SOUTH BEND — Devereaux Peters remembers, in her first two years at the University of Notre Dame, frequently making the 6-mile trip from campus to Washington High School to watch her future teammate Skylar Diggins play.

Heading west over the St. Joseph River changed Peters' perception of South Bend. It was the late 2000s, and so many areas looked sorely in need of revitalization. Peters became aware of what she called the Notre Dame "bubble": "This bubble of wealth and the elites, and then you have this whole city outside that doesn't necessarily tap into that."

Peters, a standout forward at Notre Dame from 2007 to 2012 who went on to play professionally for years, is keeping this divide in mind as she plans to build 60 new apartments tailored to low-income tenants in downtown South Bend.

A vacant lot at the intersection of Michigan and Monroe Streets, known colloquially as the "Fat Daddy's block" in honor of the closed surplus store, is Peters' chosen site to invest more than $14 million to build a four-story, 65,000-square-foot apartment complex. Of the 60 units, 46 would be priced affordably to serve a spectrum of lower-income residents.

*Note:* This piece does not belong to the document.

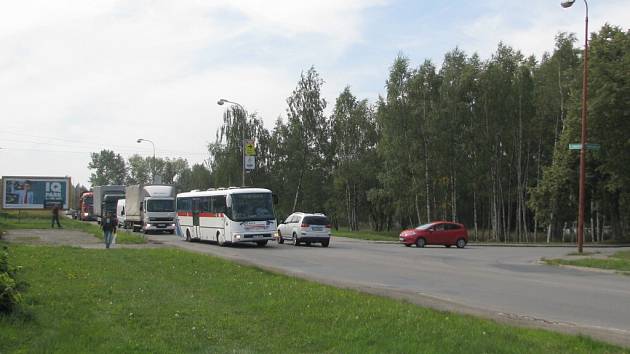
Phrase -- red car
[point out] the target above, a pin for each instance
(436, 233)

The project could stall, however, if the Indiana Housing and Community Development Authority rejects Peters' application for rental housing tax credits. Failure to be chosen for the highly competitive annual program, which reduces a developer's tax burden, has derailed multiple affordable-housing projects over the past five years, including a Wisconsin-based firm's plans to build senior housing in the old Fat Daddy's buildings.